Pensions are another example. Although the UK is moving towards a system where everyone has to think of putting something away privately, many people don't start until they are in their 40s, and this is often too late. The earlier you start, the longer your initial premiums have to grow with the stockmarket. So, because 'pensions' tend to be under-consumed, the government steps in and provides the state pension.

This pension, though, is becoming smaller and smaller in real terms. Twenty years ago, the government of the day changed the way the state pension was indexed. Instead of increasing it each year by the rise in average earnings,it started to link the pension to the inflation rate. Although technically this means the pension is maintaining its real value, average earnings nearly always rise faster that the price level, so pensioners' incomes have fallen back relative to workers. This effect gets worse every year. In 2000 the government got a lot of stick for raising the pension by only 75p.

The government provides health and education free at the point of use, but the general public does pay for them via taxation. Also, in the case of education, it is seen as so socially desirable that the government legislates to force all children to attend up to the age of 16.

Demerit goods

Merit goods are 'good' for you. Demerit goods are thought to be 'bad' for you. Examples are alcohol, cigarettes and various drugs.

Public, Merit and Demerit Goods

In this case the market fails because these goods are over-consumed if left to the free market. Again, the government must step in to stop this over-consumption. In the case of alcohol and cigarettes, the government imposes quite heavy taxes and duties. This means that their price rises significantly in the hope that this will deter people from consumption. But given that both goods have very inelastic demand curves, the fall in demand is small relative to the tax rise. One wonders if the government keeps raising these taxes because they care about our health or whether it's just a good source of tax revenue!

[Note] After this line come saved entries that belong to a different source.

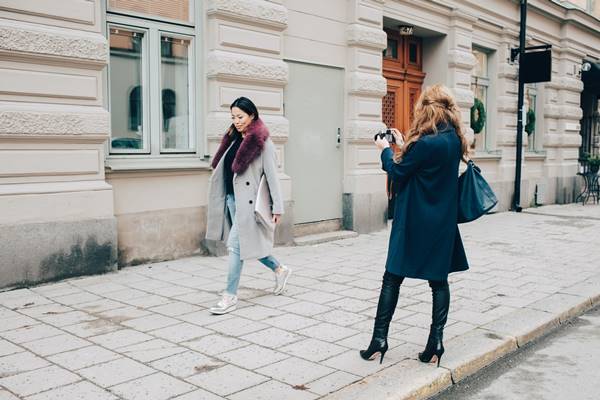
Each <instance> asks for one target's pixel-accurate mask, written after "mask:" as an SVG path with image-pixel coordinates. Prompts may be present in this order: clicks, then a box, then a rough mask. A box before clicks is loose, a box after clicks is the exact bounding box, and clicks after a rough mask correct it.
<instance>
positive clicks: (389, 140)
mask: <svg viewBox="0 0 600 400" xmlns="http://www.w3.org/2000/svg"><path fill="white" fill-rule="evenodd" d="M377 136H379V137H380V138H381V139H383V138H385V139H386V140H387V141H388V143H396V137H395V136H394V134H393V133H392V130H391V129H389V128H388V129H386V130H385V131H379V132H378V133H376V134H375V136H373V140H377Z"/></svg>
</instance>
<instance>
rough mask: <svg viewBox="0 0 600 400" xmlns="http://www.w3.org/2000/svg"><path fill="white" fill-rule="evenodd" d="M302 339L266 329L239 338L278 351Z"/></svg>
mask: <svg viewBox="0 0 600 400" xmlns="http://www.w3.org/2000/svg"><path fill="white" fill-rule="evenodd" d="M303 338H304V336H300V335H297V334H295V333H292V332H288V331H284V330H282V329H278V328H267V329H263V330H261V331H257V332H253V333H249V334H247V335H244V336H242V337H241V339H243V340H247V341H249V342H252V343H256V344H259V345H261V346H265V347H269V348H271V349H278V348H280V347H282V346H285V345H286V344H290V343H294V342H297V341H299V340H302V339H303Z"/></svg>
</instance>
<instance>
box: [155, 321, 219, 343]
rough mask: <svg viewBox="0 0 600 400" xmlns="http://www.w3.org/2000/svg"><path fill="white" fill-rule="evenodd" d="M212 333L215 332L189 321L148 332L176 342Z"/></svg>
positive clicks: (159, 336)
mask: <svg viewBox="0 0 600 400" xmlns="http://www.w3.org/2000/svg"><path fill="white" fill-rule="evenodd" d="M212 333H214V332H213V331H211V330H208V329H205V328H202V327H200V326H197V325H194V324H190V323H187V322H182V323H180V324H177V325H171V326H168V327H166V328H161V329H157V330H154V331H150V332H148V334H150V335H152V336H156V337H159V338H162V339H166V340H169V341H171V342H174V343H181V342H185V341H189V340H192V339H196V338H199V337H202V336H207V335H210V334H212Z"/></svg>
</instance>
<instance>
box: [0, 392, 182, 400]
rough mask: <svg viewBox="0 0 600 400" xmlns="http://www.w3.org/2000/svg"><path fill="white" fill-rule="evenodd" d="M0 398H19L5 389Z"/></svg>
mask: <svg viewBox="0 0 600 400" xmlns="http://www.w3.org/2000/svg"><path fill="white" fill-rule="evenodd" d="M0 400H19V398H18V397H17V396H15V395H14V394H12V393H10V392H7V391H6V390H2V389H0ZM190 400H191V399H190Z"/></svg>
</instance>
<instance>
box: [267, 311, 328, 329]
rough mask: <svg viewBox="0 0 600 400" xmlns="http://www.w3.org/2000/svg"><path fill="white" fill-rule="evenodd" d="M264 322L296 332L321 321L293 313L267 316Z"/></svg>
mask: <svg viewBox="0 0 600 400" xmlns="http://www.w3.org/2000/svg"><path fill="white" fill-rule="evenodd" d="M262 322H264V323H266V324H269V325H272V326H274V327H276V328H280V329H283V330H287V331H292V332H296V331H298V330H299V329H302V328H306V327H309V326H312V325H316V324H318V323H319V321H318V320H314V319H312V318H306V317H302V316H299V315H293V314H284V315H280V316H277V317H271V318H267V319H265V320H263V321H262Z"/></svg>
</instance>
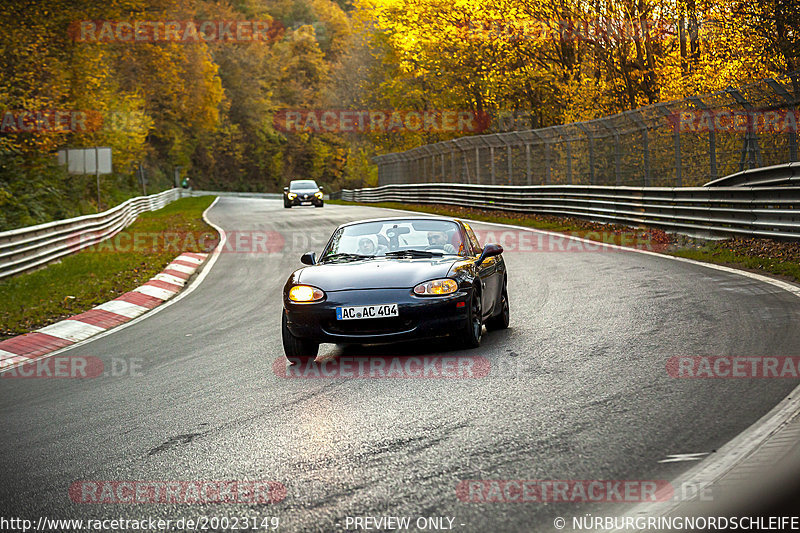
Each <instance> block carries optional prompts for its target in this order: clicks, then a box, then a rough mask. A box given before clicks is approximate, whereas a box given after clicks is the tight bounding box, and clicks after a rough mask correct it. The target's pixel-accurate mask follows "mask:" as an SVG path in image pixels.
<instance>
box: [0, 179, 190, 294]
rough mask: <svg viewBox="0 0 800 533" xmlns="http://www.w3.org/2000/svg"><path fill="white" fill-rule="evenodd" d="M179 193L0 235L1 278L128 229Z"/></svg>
mask: <svg viewBox="0 0 800 533" xmlns="http://www.w3.org/2000/svg"><path fill="white" fill-rule="evenodd" d="M180 194H181V192H180V190H179V189H170V190H168V191H164V192H162V193H159V194H153V195H151V196H139V197H137V198H131V199H130V200H127V201H125V202H123V203H121V204H119V205H118V206H116V207H113V208H111V209H109V210H108V211H104V212H103V213H97V214H96V215H85V216H82V217H76V218H70V219H66V220H57V221H54V222H48V223H46V224H39V225H37V226H29V227H26V228H19V229H13V230H9V231H4V232H2V233H0V278H5V277H7V276H13V275H14V274H19V273H21V272H25V271H27V270H32V269H35V268H38V267H41V266H43V265H46V264H47V263H50V262H52V261H55V260H57V259H60V258H61V257H64V256H66V255H69V254H71V253H74V252H77V251H78V250H82V249H83V248H86V247H88V246H91V245H93V244H96V243H98V242H100V241H102V240H104V239H107V238H109V237H113V236H114V235H116V234H117V233H119V232H120V231H122V230H123V229H125V228H126V227H127V226H128V225H130V224H131V223H132V222H133V221H134V220H136V217H137V216H139V213H143V212H145V211H155V210H156V209H161V208H162V207H164V206H165V205H167V204H168V203H170V202H172V201H174V200H177V199H178V198H180Z"/></svg>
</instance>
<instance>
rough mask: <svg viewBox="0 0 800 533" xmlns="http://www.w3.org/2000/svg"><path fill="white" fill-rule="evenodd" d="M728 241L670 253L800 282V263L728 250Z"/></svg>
mask: <svg viewBox="0 0 800 533" xmlns="http://www.w3.org/2000/svg"><path fill="white" fill-rule="evenodd" d="M726 242H727V241H723V242H714V243H708V244H707V245H705V246H703V247H702V248H697V249H690V248H687V249H681V250H674V251H672V252H670V253H671V254H672V255H675V256H678V257H686V258H687V259H694V260H696V261H705V262H706V263H716V264H718V265H726V266H730V267H733V268H740V269H743V270H752V271H755V272H761V273H767V274H774V275H776V276H780V277H785V278H788V279H789V281H800V262H797V261H791V260H787V259H784V258H776V257H758V256H752V255H745V254H741V253H737V252H735V251H732V250H729V249H727V248H726V244H725V243H726Z"/></svg>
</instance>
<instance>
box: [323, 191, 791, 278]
mask: <svg viewBox="0 0 800 533" xmlns="http://www.w3.org/2000/svg"><path fill="white" fill-rule="evenodd" d="M328 203H332V204H341V205H365V206H370V207H385V208H390V209H404V210H408V211H419V212H423V213H430V214H435V215H443V216H454V217H460V218H469V219H472V220H482V221H484V222H495V223H498V224H512V225H516V226H527V227H532V228H536V229H543V230H548V231H556V232H561V233H566V234H568V235H573V236H576V237H582V238H586V239H590V240H595V241H602V242H608V243H614V244H622V245H627V246H632V247H636V248H642V249H648V250H652V251H657V252H662V253H666V254H670V255H675V256H678V257H685V258H688V259H695V260H697V261H704V262H707V263H715V264H719V265H725V266H730V267H733V268H739V269H742V270H748V271H751V272H759V273H762V274H769V275H772V276H774V277H779V278H782V279H785V280H788V281H793V282H800V242H796V241H773V240H771V239H739V238H736V239H725V240H719V241H698V240H695V239H687V238H681V237H679V236H675V235H672V234H668V233H666V232H664V231H662V230H659V229H653V228H630V227H627V226H622V225H617V224H601V223H598V222H590V221H588V220H583V219H579V218H571V217H556V216H551V215H537V214H531V213H520V212H504V211H492V210H488V209H476V208H464V207H458V206H446V205H427V204H404V203H399V202H382V203H374V204H372V203H371V204H355V203H354V202H344V201H341V200H328Z"/></svg>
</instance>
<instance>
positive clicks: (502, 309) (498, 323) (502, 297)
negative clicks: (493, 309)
mask: <svg viewBox="0 0 800 533" xmlns="http://www.w3.org/2000/svg"><path fill="white" fill-rule="evenodd" d="M500 306H501V311H500V313H499V314H497V315H495V316H493V317H491V318H490V319H489V320H487V321H486V329H487V330H489V331H498V330H501V329H506V328H507V327H508V322H509V318H510V314H511V313H510V310H509V308H508V289H507V288H506V286H505V283H503V292H502V294H501V295H500Z"/></svg>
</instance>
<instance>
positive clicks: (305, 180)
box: [289, 180, 319, 191]
mask: <svg viewBox="0 0 800 533" xmlns="http://www.w3.org/2000/svg"><path fill="white" fill-rule="evenodd" d="M318 188H319V187H317V182H315V181H312V180H304V181H293V182H291V183H290V184H289V190H290V191H309V190H313V191H315V190H317V189H318Z"/></svg>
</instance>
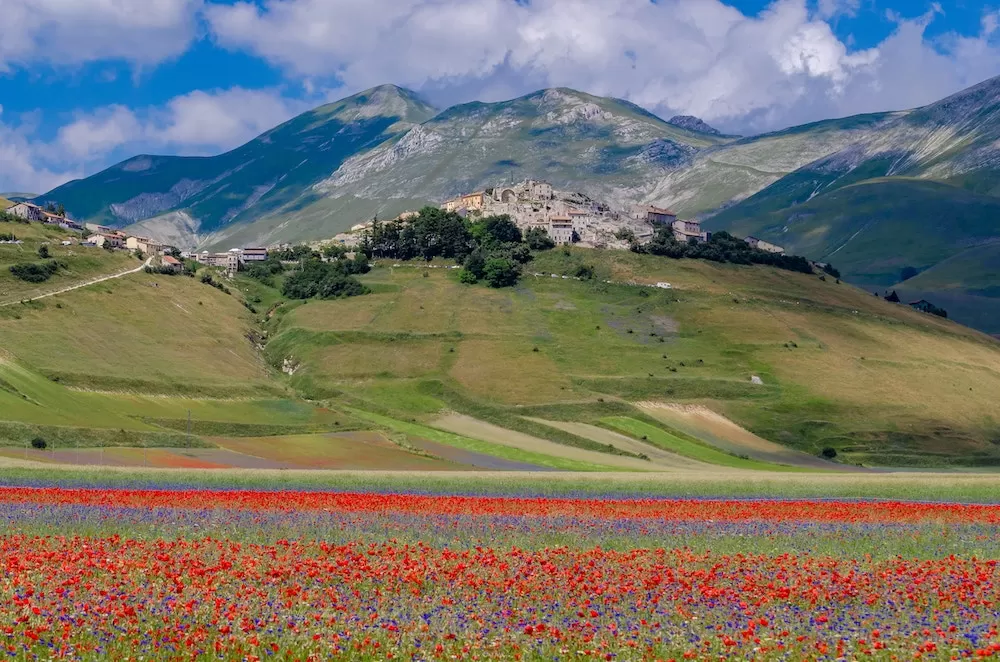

Some demerit goods are seen as so destructive that the government bans them altogether, illegal drugs being the obvious example.

It is important to note that, just as merit goods provided positive externalities that the government wanted to encourage, demerit goods cause large negative externalities that the government are keen to avoid. The additional costs of demerit goods are there for all to see: an increased burden on the NHS, increased crime and the fact that labour productivity is affected in a negative way, which is bad for the economy as a whole.